Conférence sur Guy de Maupassant par Catherine Botterel, le 26 Avril 2026

Cette conférence, animée par la spécialiste Catherine Botterel, offre une analyse approfondie de la vie et de l’œuvre de Guy de Maupassant. Après des annonces administratives concernant des voyages, la conférencière déconstruit les mythes entourant l’auteur, explore son univers géographique et son style réaliste, analyse son art d’écriture et sa modernité, avant de conclure par une session de questions-réponses interactive avec le public.

Présentation de la conférencière, Catherine Botterel


Elle souligne ses liens profonds avec la Bretagne : bien que parisienne de naissance et d’études, ses deux parents sont de “vrais bretons de souche”. Ses vacances d’enfance se déroulaient à Quintin chez ses grands-parents, et Binic, où elle a appris à nager à la piscine de la Banche, était le lieu de villégiature de sa famille. Contre toute attente, sa spécialité n’est pas un auteur breton mais Guy de Maupassant. Cette orientation est née d’une rencontre décisive à la Sorbonne avec Louis Forestier, grand professeur et spécialiste de la littérature du XIXe siècle. Sous sa direction, elle a soutenu en 2000 une thèse de doctorat intitulée « Le mal, fin de siècle dans l’œuvre de Maupassant ou la tentation de la décadence ». Ses nombreuses publications, incluant des articles universitaires, des éditions critiques de Bel Ami et des Dimanches d’un Bourgeois de Paris, ainsi que l’ouvrage La Cuisine de Maupassant, ont solidement établi sa réputation de spécialiste de l’écrivain normand.

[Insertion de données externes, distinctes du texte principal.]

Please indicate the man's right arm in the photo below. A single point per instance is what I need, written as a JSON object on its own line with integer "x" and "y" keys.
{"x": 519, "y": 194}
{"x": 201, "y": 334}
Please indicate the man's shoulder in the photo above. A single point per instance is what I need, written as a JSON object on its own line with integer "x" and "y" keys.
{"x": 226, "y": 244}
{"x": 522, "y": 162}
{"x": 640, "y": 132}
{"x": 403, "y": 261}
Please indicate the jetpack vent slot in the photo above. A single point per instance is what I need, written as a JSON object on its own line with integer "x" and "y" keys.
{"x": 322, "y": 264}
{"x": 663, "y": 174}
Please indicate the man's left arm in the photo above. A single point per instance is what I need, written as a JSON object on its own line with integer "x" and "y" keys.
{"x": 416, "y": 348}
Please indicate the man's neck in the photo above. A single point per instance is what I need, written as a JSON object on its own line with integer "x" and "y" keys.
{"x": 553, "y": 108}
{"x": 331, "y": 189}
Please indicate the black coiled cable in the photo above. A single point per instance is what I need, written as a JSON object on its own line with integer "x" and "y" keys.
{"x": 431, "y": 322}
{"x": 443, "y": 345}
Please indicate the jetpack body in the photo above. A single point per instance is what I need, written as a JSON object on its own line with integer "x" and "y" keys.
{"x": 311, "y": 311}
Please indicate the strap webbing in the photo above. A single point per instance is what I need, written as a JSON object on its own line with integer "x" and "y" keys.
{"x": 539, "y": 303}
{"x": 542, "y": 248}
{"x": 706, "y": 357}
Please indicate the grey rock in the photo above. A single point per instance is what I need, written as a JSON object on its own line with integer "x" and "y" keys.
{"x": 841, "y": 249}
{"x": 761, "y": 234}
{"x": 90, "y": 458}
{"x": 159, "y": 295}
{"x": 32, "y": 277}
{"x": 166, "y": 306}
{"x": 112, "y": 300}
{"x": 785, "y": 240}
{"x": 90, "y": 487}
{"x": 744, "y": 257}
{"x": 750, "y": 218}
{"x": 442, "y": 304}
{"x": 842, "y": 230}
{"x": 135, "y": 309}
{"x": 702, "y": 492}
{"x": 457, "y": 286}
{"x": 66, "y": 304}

La vie et l’œuvre de Maupassant : mythes et réalités


Catherine Botterel commence son intervention en abordant les grands mythes qui entourent Maupassant, après avoir partagé une anecdote personnelle sur le fait d’avoir grandi dans le même quartier parisien que l’écrivain.

1.    Le “météore” littéraire : Maupassant (1850-1893) a eu une carrière d’une brièveté et d’une intensité exceptionnelles. L’essentiel de son œuvre (six romans, des centaines de nouvelles, des articles) a été produit en seulement dix ans, de 1880 à 1890, avant qu’il ne soit interné à la clinique du docteur Blanche.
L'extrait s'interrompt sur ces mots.